Tema: Concurso de pessoas

Professor: Daniel Gondim P. Anunciação

CONCEITO E TEORIAS
O concurso de pessoas ocorre quando duas ou mais pessoas concorrem para sua
efetivação de um crime. É necessário, entretanto, que estejamos diante de um delito
unissubjetivo/monossubjetivo ou de concurso eventual. Ou seja, aquele que, em regra, é
praticado por apenas um sujeito, mas que admite o concurso de agentes, como a coautoria e
a participação.

Existem três teorias principais que tratam do concurso de pessoas: a teoria monista,
dualista e pluralista. Uma dessas teorias é adotada como regra, enquanto as demais são tidas
como exceção.

A teoria monista ou unitária é a adotada como regra pelo Código Penal, no


artigo 29, caput, ao prescrever:

Quem, de qualquer modo, concorre para o crime incide


nas penas a este cominadas, na medida de sua
culpabilidade.

Portanto, todos aqueles que concorrem para um delito, seja como executor, coautor
ou partícipe, são autores dele e responderão pelo mesmo crime.
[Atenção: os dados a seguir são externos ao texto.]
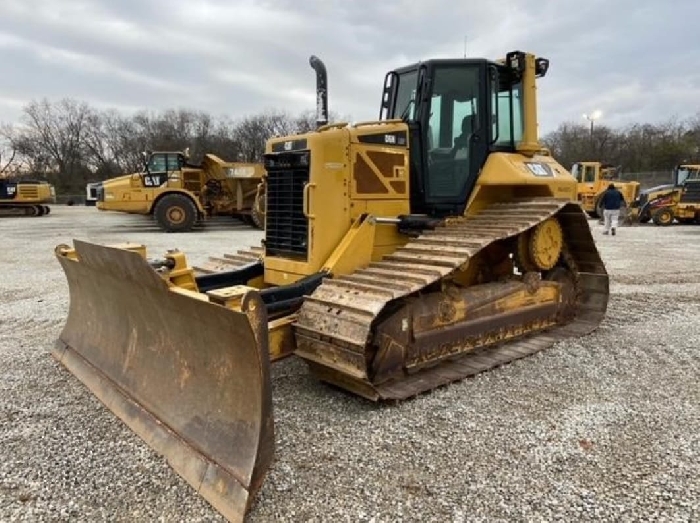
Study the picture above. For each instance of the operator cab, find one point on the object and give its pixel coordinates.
(159, 166)
(458, 111)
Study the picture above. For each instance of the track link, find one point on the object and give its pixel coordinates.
(335, 324)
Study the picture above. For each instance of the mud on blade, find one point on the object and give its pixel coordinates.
(191, 378)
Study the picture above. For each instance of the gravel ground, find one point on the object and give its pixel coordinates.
(604, 427)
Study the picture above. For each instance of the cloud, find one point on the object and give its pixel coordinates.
(633, 60)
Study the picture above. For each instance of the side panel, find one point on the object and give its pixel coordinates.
(508, 176)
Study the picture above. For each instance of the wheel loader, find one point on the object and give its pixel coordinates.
(679, 201)
(26, 197)
(399, 255)
(593, 178)
(179, 194)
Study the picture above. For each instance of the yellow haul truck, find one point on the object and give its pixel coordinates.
(179, 194)
(402, 254)
(25, 197)
(593, 178)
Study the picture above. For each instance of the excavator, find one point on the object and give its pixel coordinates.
(25, 197)
(399, 255)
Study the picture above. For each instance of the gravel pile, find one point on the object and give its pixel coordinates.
(602, 427)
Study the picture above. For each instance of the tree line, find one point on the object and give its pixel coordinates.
(70, 143)
(637, 148)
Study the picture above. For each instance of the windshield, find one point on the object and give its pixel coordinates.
(453, 120)
(404, 105)
(576, 171)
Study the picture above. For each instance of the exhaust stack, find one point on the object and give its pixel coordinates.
(321, 90)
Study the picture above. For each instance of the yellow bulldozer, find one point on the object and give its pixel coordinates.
(179, 195)
(399, 255)
(593, 178)
(678, 201)
(25, 197)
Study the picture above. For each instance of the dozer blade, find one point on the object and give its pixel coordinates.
(190, 377)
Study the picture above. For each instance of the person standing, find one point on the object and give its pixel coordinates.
(612, 202)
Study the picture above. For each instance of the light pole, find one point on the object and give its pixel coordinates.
(595, 115)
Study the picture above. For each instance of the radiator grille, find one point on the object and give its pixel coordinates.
(286, 227)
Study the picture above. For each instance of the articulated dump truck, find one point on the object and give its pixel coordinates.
(26, 197)
(400, 255)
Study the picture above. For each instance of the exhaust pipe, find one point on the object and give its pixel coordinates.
(321, 91)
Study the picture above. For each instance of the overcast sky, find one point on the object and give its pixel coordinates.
(635, 60)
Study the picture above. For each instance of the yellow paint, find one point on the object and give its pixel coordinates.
(355, 249)
(594, 178)
(239, 181)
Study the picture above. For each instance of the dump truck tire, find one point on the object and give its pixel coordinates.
(175, 213)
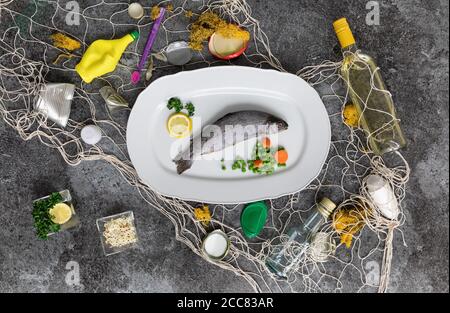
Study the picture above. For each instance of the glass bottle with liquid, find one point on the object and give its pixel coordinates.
(369, 94)
(286, 256)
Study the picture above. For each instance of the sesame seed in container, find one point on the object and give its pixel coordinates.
(117, 232)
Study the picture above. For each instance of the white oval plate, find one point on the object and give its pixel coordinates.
(216, 91)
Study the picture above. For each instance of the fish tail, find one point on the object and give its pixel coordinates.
(183, 165)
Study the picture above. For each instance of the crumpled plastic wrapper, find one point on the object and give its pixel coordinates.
(54, 101)
(113, 100)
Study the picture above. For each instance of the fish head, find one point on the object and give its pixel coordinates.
(276, 124)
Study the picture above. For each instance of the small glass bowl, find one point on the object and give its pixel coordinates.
(108, 249)
(67, 199)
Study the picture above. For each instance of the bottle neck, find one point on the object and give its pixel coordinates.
(350, 49)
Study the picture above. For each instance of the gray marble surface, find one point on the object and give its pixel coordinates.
(411, 46)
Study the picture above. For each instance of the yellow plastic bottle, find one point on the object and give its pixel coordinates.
(102, 56)
(368, 93)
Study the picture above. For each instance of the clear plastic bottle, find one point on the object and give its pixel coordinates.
(369, 94)
(287, 256)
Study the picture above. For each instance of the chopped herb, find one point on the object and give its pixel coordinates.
(190, 108)
(175, 103)
(42, 218)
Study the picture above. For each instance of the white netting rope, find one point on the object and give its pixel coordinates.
(348, 163)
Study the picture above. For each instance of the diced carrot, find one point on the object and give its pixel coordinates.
(257, 163)
(281, 156)
(266, 142)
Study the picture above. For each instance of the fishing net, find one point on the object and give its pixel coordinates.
(27, 61)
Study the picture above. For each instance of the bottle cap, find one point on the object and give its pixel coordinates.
(134, 34)
(344, 33)
(326, 207)
(135, 10)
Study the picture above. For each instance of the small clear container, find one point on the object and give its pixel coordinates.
(67, 199)
(109, 249)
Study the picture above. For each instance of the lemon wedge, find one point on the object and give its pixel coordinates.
(179, 125)
(60, 213)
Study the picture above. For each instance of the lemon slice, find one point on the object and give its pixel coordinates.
(60, 213)
(179, 125)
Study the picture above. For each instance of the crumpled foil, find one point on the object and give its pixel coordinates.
(113, 100)
(54, 101)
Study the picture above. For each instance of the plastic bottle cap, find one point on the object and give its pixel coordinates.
(216, 245)
(134, 34)
(253, 219)
(135, 10)
(344, 33)
(326, 207)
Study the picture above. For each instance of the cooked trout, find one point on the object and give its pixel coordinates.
(227, 131)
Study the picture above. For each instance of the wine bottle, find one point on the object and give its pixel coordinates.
(367, 91)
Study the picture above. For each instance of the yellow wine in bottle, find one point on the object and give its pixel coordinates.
(368, 93)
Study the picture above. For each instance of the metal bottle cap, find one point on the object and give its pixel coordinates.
(178, 53)
(326, 207)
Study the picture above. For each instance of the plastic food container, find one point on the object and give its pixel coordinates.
(103, 228)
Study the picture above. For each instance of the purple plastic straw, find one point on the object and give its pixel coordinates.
(148, 46)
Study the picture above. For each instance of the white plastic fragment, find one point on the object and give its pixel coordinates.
(382, 196)
(91, 134)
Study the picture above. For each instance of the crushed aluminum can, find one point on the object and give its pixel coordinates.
(54, 101)
(113, 100)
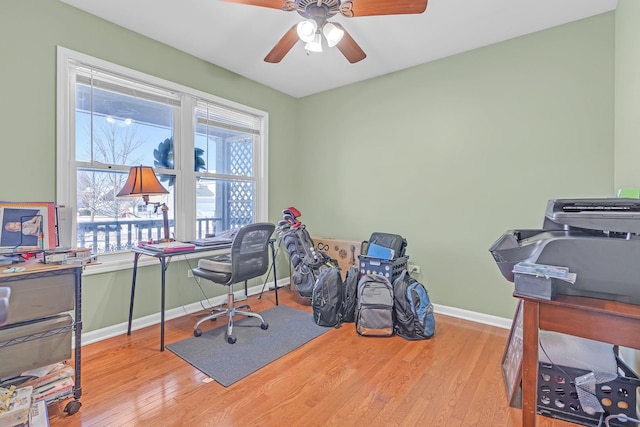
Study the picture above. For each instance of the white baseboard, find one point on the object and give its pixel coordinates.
(154, 319)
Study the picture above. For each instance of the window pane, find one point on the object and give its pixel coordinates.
(224, 149)
(223, 204)
(107, 223)
(118, 129)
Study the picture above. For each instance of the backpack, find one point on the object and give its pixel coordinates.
(350, 294)
(307, 262)
(302, 249)
(304, 278)
(413, 309)
(326, 299)
(374, 310)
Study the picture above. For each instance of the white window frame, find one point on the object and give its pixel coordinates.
(185, 194)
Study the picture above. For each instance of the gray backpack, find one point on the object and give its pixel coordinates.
(326, 298)
(374, 309)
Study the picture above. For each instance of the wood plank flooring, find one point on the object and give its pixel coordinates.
(338, 379)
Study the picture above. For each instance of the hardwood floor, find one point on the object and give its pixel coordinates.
(338, 379)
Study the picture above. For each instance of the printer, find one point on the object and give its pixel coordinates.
(598, 239)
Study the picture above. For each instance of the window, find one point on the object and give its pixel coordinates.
(209, 153)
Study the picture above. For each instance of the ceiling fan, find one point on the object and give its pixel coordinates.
(316, 24)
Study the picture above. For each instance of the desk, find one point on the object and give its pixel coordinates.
(164, 258)
(601, 320)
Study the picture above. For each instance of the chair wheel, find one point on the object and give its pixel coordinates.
(72, 407)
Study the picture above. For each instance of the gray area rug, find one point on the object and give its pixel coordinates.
(226, 363)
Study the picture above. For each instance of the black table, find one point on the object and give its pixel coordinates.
(165, 258)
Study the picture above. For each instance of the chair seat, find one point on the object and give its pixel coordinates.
(214, 276)
(219, 264)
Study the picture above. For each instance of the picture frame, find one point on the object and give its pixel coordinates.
(512, 360)
(27, 226)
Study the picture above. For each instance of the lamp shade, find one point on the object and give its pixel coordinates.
(142, 181)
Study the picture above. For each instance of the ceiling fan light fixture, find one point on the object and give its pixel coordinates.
(307, 30)
(332, 33)
(315, 45)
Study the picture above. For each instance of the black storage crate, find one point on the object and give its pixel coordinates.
(390, 268)
(558, 398)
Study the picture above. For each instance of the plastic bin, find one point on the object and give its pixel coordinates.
(389, 268)
(557, 396)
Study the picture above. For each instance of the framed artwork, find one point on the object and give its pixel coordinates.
(512, 360)
(27, 226)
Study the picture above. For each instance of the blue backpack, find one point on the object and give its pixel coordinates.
(414, 318)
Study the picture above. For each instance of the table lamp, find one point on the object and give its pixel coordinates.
(143, 182)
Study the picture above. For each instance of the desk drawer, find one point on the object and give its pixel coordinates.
(40, 295)
(34, 344)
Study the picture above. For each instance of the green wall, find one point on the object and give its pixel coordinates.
(453, 153)
(30, 30)
(449, 154)
(627, 106)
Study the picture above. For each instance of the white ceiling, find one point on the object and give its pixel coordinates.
(238, 37)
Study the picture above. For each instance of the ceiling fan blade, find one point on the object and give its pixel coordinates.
(273, 4)
(283, 46)
(349, 48)
(383, 7)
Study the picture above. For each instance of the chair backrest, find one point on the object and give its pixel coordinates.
(250, 251)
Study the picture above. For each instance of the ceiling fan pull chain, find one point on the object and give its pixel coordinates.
(290, 6)
(346, 9)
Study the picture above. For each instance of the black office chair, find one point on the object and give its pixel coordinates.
(249, 258)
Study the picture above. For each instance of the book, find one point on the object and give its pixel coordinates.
(39, 416)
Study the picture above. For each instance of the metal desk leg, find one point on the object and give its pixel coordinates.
(164, 263)
(273, 262)
(77, 363)
(133, 289)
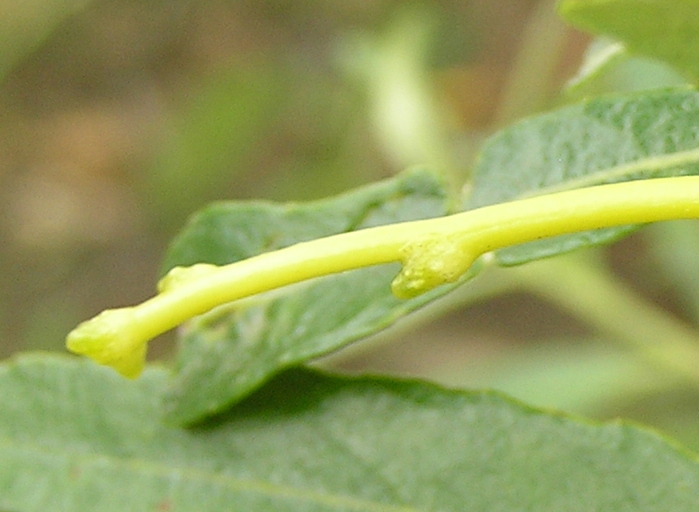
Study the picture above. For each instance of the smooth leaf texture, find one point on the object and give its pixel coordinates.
(74, 436)
(229, 352)
(663, 29)
(605, 140)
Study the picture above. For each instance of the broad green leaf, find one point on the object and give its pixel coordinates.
(604, 140)
(664, 29)
(74, 436)
(229, 352)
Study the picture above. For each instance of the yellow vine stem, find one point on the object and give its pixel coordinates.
(432, 252)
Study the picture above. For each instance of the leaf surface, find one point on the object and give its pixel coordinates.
(664, 29)
(229, 352)
(604, 140)
(74, 436)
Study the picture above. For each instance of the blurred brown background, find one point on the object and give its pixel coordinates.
(118, 119)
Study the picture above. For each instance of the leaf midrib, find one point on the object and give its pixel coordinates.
(164, 470)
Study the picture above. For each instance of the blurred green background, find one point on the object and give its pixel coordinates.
(118, 119)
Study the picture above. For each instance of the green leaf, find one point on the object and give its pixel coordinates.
(664, 29)
(605, 140)
(229, 352)
(76, 437)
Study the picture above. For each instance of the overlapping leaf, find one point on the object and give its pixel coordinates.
(664, 29)
(76, 437)
(604, 140)
(229, 352)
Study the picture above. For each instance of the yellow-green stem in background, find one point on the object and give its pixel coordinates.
(433, 252)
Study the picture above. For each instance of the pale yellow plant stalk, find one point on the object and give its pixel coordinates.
(433, 252)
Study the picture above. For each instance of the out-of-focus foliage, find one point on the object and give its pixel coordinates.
(118, 119)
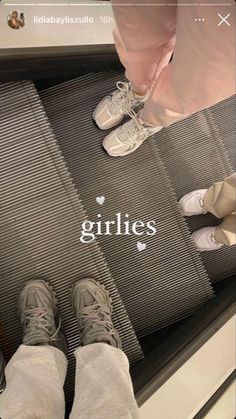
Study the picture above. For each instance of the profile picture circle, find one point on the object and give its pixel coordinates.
(16, 20)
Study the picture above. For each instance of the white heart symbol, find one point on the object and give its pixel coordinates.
(141, 246)
(100, 200)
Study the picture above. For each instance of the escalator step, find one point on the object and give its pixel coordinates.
(165, 282)
(40, 224)
(198, 152)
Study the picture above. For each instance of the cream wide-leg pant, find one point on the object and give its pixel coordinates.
(35, 377)
(202, 71)
(220, 200)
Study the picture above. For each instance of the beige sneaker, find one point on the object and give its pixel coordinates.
(92, 306)
(112, 109)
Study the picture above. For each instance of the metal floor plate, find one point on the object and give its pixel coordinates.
(166, 281)
(197, 152)
(40, 224)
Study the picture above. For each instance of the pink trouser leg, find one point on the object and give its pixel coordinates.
(144, 39)
(202, 71)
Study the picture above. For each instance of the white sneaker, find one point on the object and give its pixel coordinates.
(192, 203)
(112, 109)
(128, 137)
(204, 239)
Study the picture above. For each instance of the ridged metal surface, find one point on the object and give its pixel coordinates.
(198, 152)
(166, 281)
(40, 224)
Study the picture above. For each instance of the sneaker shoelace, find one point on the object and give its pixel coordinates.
(129, 132)
(37, 318)
(95, 313)
(122, 98)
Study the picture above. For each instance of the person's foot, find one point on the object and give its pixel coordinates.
(112, 109)
(128, 137)
(2, 376)
(37, 307)
(92, 307)
(204, 239)
(192, 203)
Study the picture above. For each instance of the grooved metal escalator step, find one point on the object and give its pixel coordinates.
(197, 152)
(40, 224)
(166, 281)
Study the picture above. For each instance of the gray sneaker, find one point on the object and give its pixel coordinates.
(2, 376)
(37, 306)
(92, 306)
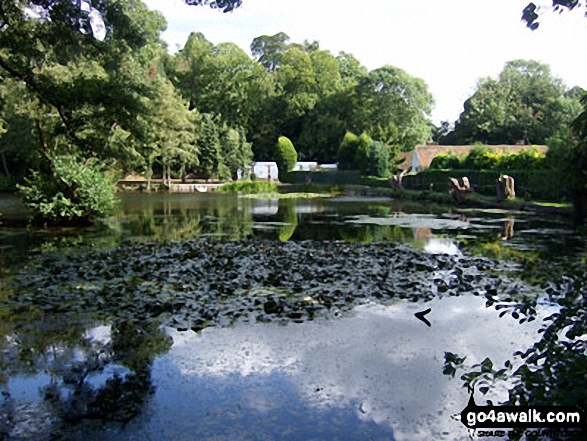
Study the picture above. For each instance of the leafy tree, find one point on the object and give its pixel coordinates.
(170, 132)
(78, 191)
(394, 107)
(268, 50)
(377, 160)
(525, 103)
(236, 152)
(285, 154)
(348, 151)
(210, 149)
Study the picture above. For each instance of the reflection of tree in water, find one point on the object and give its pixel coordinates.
(554, 370)
(176, 222)
(369, 233)
(288, 216)
(75, 361)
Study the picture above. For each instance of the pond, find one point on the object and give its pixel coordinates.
(347, 316)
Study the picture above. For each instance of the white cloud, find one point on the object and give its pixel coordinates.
(450, 44)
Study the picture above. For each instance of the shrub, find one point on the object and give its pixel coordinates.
(347, 152)
(286, 155)
(377, 161)
(6, 183)
(71, 192)
(445, 161)
(249, 187)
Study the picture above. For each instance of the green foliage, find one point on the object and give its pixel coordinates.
(377, 160)
(72, 192)
(249, 187)
(362, 153)
(285, 155)
(445, 161)
(525, 103)
(6, 183)
(348, 151)
(540, 183)
(393, 107)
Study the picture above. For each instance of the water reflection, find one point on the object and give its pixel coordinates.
(377, 373)
(59, 380)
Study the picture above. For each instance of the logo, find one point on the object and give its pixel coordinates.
(558, 418)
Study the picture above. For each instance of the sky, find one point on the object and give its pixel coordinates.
(451, 44)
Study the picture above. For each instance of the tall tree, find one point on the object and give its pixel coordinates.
(268, 50)
(394, 107)
(526, 103)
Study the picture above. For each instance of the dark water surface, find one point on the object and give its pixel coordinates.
(218, 317)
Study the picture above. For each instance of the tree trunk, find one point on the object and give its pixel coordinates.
(580, 204)
(5, 165)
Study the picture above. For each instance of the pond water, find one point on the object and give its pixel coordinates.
(212, 316)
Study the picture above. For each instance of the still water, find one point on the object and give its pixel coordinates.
(366, 370)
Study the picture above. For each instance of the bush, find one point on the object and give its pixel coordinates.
(377, 160)
(72, 192)
(347, 152)
(286, 155)
(445, 161)
(249, 187)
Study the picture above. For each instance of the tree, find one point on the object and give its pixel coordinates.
(285, 155)
(210, 149)
(236, 151)
(530, 13)
(394, 107)
(526, 103)
(268, 50)
(348, 151)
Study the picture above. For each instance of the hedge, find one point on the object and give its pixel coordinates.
(347, 177)
(540, 184)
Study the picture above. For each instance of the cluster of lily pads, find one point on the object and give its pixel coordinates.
(199, 283)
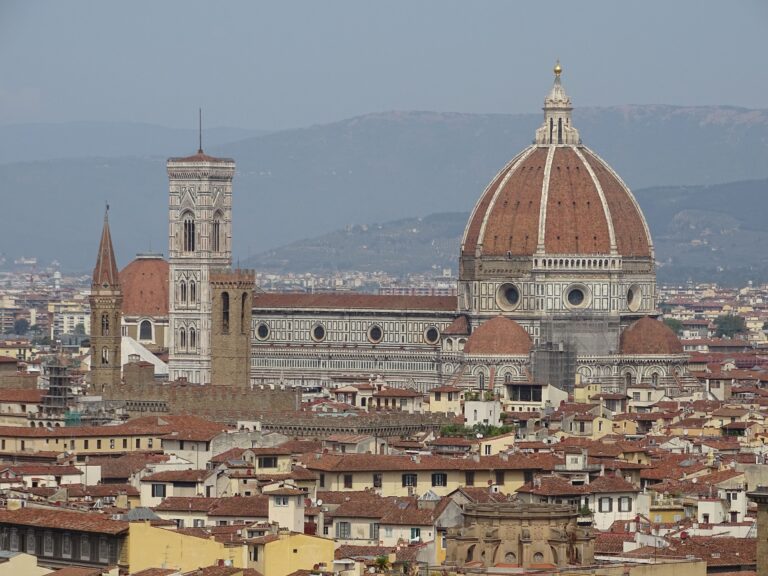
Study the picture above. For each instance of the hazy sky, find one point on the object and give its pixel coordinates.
(293, 63)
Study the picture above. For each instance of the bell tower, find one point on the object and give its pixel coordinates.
(199, 241)
(106, 300)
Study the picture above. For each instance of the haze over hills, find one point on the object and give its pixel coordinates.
(35, 142)
(700, 233)
(302, 183)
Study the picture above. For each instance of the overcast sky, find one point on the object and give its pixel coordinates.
(293, 63)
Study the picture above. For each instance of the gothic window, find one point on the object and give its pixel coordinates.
(225, 312)
(145, 330)
(188, 241)
(216, 233)
(243, 304)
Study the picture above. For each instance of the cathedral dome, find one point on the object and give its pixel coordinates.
(499, 336)
(648, 336)
(145, 286)
(557, 197)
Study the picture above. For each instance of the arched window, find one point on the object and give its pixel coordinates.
(216, 233)
(188, 240)
(145, 330)
(243, 304)
(225, 312)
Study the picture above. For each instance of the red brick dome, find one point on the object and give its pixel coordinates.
(557, 197)
(145, 286)
(648, 336)
(499, 336)
(556, 200)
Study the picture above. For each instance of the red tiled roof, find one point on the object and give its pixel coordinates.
(178, 476)
(499, 336)
(648, 336)
(77, 521)
(145, 287)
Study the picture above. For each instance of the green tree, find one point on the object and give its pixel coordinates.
(729, 325)
(21, 326)
(675, 325)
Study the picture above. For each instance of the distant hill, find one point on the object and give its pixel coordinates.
(302, 183)
(700, 233)
(35, 142)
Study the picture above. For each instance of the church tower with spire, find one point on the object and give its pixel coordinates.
(200, 242)
(106, 300)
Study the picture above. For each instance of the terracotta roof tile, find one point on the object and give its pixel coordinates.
(79, 521)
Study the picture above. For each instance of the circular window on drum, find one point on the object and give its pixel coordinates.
(375, 334)
(318, 333)
(508, 297)
(262, 331)
(577, 296)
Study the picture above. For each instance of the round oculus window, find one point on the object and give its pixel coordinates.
(318, 333)
(375, 334)
(432, 335)
(512, 295)
(508, 297)
(576, 297)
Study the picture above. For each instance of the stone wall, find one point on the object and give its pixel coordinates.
(220, 402)
(232, 298)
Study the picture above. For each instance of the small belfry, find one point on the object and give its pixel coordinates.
(557, 127)
(106, 301)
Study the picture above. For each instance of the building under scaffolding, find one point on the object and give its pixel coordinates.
(554, 360)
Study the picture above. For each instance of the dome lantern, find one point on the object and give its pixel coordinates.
(557, 128)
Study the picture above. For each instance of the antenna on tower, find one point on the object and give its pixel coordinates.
(200, 130)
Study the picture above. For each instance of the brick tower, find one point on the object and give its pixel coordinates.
(106, 300)
(231, 305)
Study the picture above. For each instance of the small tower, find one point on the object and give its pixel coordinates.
(200, 236)
(106, 300)
(231, 308)
(760, 497)
(557, 127)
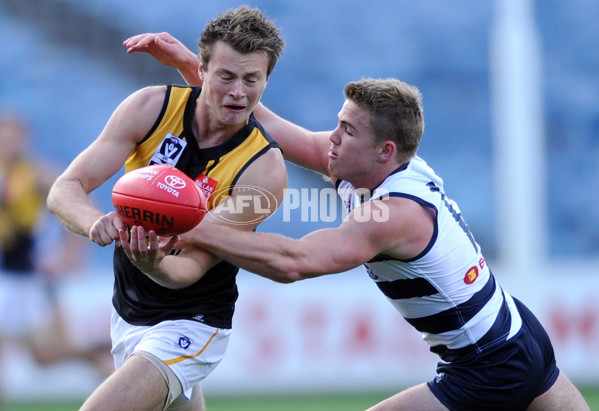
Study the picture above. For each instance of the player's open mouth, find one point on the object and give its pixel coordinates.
(235, 107)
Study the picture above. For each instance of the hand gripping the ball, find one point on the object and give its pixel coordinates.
(160, 198)
(106, 229)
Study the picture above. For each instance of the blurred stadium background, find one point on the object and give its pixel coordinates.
(511, 99)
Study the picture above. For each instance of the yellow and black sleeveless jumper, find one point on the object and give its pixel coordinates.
(21, 206)
(211, 300)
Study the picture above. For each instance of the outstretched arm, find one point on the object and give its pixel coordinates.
(169, 51)
(396, 226)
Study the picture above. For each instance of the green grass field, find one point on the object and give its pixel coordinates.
(343, 402)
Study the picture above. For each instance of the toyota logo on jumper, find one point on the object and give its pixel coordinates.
(175, 182)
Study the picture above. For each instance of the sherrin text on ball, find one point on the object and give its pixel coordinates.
(160, 198)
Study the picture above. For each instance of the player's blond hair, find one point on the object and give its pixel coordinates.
(247, 31)
(395, 112)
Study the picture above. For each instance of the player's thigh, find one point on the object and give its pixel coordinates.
(135, 385)
(419, 397)
(562, 395)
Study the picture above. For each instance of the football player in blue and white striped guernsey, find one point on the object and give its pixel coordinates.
(414, 243)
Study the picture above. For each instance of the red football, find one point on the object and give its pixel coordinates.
(160, 198)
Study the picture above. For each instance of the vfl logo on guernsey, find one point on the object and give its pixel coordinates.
(169, 151)
(471, 275)
(172, 185)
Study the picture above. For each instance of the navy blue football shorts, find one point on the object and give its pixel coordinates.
(508, 377)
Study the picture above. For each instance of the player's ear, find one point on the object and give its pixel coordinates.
(201, 71)
(387, 151)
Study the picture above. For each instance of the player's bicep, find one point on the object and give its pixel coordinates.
(128, 124)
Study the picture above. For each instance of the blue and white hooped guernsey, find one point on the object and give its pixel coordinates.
(447, 292)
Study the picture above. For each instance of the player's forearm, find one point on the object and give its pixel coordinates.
(75, 212)
(267, 255)
(189, 70)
No que se refere à aplicação da pena, no caso concreto, cada agente responderá na


medida de sua culpabilidade, em um reforço e respeito ao princípio constitucional da
individualização da pena, conforme dispõe a parte final do referido artigo:

[...] na medida de sua culpabilidade.

Logo, embora os agentes respondam pelo mesmo crime, poderão ter pena fixada em
quantia diferenciada.
A exemplo, três agentes que concorrem para um homicídio. O primeiro empresta uma
faca para que o segundo a utilize na execução do crime, enquanto o terceiro dá carona ao
segundo para fugir do local.

Neste caso, conforme a teoria monista, todos responderão pelo homicídio, na medida
de sua culpabilidade, uma vez que o segundo agente que consumou o delito tem culpabilidade
maior que os demais agentes, devendo receber uma pena maior.

A exceção à regra geral adotada pelo Código Penal são a teoria dualista e a teoria
pluralista. Para a teoria dualista, há dois delitos: um para os autores que realizam a atividade
principal e outro para os participes que realizaram atividades secundárias da atividade
principal.

Portanto, existe uma tipificação diferente para o autor e outra para quem participa do
delito. Utilizando do exemplo acima exposto, o executor responderia pelo crime de homicídio
e os outros agentes por um crime de participação no homicídio. Em nosso ordenamento
jurídico, adotamos a teoria dualista, o que refere aos parágrafos § 1º e § 2º do
artigo 29 do Código Penal.

Por fim, para a teoria pluralista a participação é tratada como autoria, onde cada
agente pratica um crime autônomo, com uma tipificação para cada agente que atuou no
concurso de pessoas.

Dessa forma, valendo-se do exemplo acima exposto, o executor responderia pelo


crime de homicídio, haveria um crime diverso para o agente que emprestou a faca e outro
para o agente que deu carona ao assassino, considerando cada partícipe, de forma autônoma.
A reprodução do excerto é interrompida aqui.